And union leaders complained about his tough tactics at a Golden Valley envelope company he took over in the mid-1970s and another operation in Hugo.

"He was anti-union, and we were told that he threatened to shut the plant down if they organized in Hugo," said Dean Stanton, a former president of the local printers union.

Taylor, who takes over a Star Tribune where roughly two-thirds of the employees belong to one of eight unions, bristles at the charge that he's ruthless when it comes to unions. He mentioned one plant he took over that included both union and nonunion workers. When he offered to pay everyone the same union wage, the union eventually disbanded.

"If you ask me would I prefer to have unions or not, I'd prefer not to have unions because I want to have as close a relationship with the employees that I can. I want to know what's in their interest and there is a lot of ways of getting that done."

He points to Taylor Corp.'s in-house day care center — among the nation's first — as an example of taking care of workers' needs. "Society at one time had people who got abused at workplaces, right?" he said. "They had to collectively get together to protect their interests. So they became union members. But society is changing now and some things unions brought society, government gives the people, right?"

Dollar bills to billions

When Taylor called his brother Roger in March to tell him about his rekindled interest in the Star Tribune, the younger Glen said the decision had risks but felt right. Those who know Taylor say he has an uncanny way of balancing his analytical brain with gut feelings.

"The night we talked about the newspaper, he said he always thought he was good at looking at things and making a decision without a lot of going back and forth," Roger said. "He won't say 100 percent have turned out right, but an awful lot have. He's not nervous at all about it. He's excited."

Taylor first considered buying the Star Tribune before the 2009 bankruptcy, then displayed his trademark patience — waiting to make a tender offer after the paper emerged with less debt. He was going in on the deal with Vance Opperman, heir of a legal publishing fortune.

When the duo realized the bankrupt company's price was nevertheless steep and they couldn't grab enough stock to control the Star Tribune, they backed away for a few years.

"They see every deal in town, and they can pick and chose," said Pflaum, the Minneapolis lawyer close to the newspaper deal. "It's a much lower return than if he went out and bought another business, and that was one of the challenges for us in getting him to commit to this."

Pflaum and Opperman made a civic pitch, urging Taylor to take a chance to keep a Minnesota news organization from the hands of an out-of-state chain.

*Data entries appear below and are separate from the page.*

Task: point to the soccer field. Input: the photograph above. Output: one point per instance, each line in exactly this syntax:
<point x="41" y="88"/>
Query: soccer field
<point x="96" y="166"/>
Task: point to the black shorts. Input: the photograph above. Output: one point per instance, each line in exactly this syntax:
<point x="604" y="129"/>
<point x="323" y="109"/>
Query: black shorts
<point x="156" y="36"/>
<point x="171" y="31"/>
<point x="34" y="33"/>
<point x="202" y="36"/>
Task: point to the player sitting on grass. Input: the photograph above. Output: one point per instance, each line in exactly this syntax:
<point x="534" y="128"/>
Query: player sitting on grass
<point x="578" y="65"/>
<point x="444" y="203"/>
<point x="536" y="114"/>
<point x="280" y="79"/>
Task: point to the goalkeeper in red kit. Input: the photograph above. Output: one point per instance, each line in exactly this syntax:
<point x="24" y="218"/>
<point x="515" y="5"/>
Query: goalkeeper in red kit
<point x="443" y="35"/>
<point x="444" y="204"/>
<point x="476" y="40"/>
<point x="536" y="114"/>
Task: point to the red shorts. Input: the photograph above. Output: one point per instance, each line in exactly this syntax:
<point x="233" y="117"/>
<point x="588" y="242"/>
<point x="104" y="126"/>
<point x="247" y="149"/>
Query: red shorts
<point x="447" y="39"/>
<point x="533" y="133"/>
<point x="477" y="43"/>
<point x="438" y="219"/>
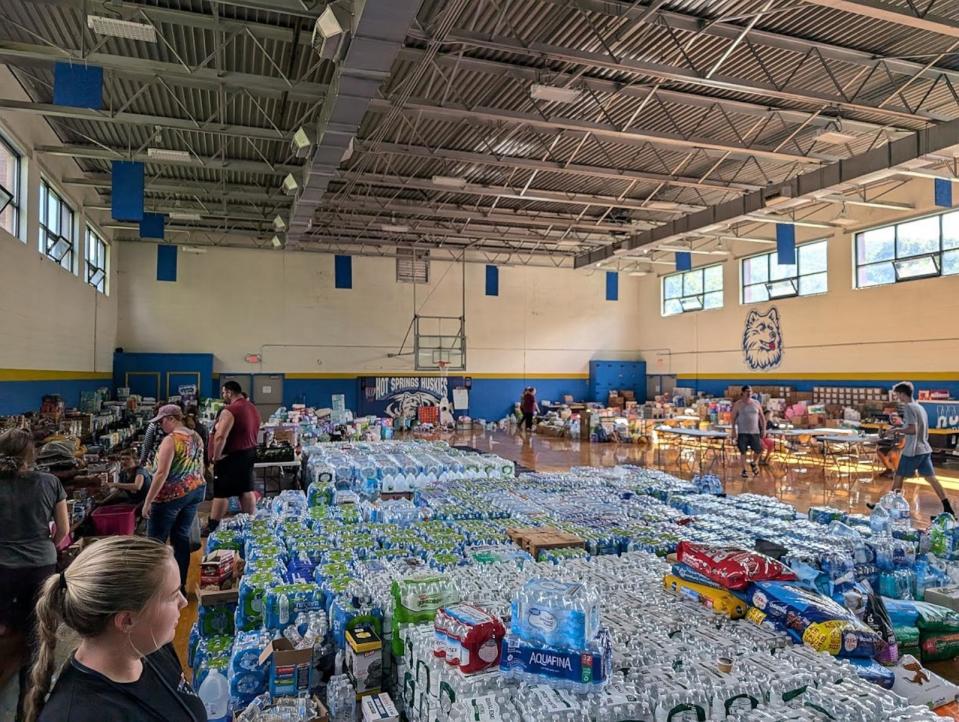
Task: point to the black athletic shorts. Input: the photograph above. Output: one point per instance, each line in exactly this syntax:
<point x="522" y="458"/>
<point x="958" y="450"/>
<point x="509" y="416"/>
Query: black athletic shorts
<point x="749" y="441"/>
<point x="233" y="474"/>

His daughter Jean, who was skeptical of the investment, said that civic pitch seemed to sway him. He told her, "If I'm able to do it, I want to do it and make sure it remains an important part of Minnesota."

He's looking for the Star Tribune to improve on both its news pages and its balance sheet. But despite questions about the industry's future, he's encouraged about buying a newspaper with some 500,000 Sunday subscribers and more than 7 million unique monthly users across its digital platforms.

"I see a formula, businesswise, where it will pay for itself," he said. "If I'm wrong, I will survive."

The skeptics, pointing to intense competition for ad dollars as news organizations transition from print to digital technology, "might be right," Taylor admitted. "But I'm telling you, I see it differently, and I guess I want to prove that, and see if it can't be done."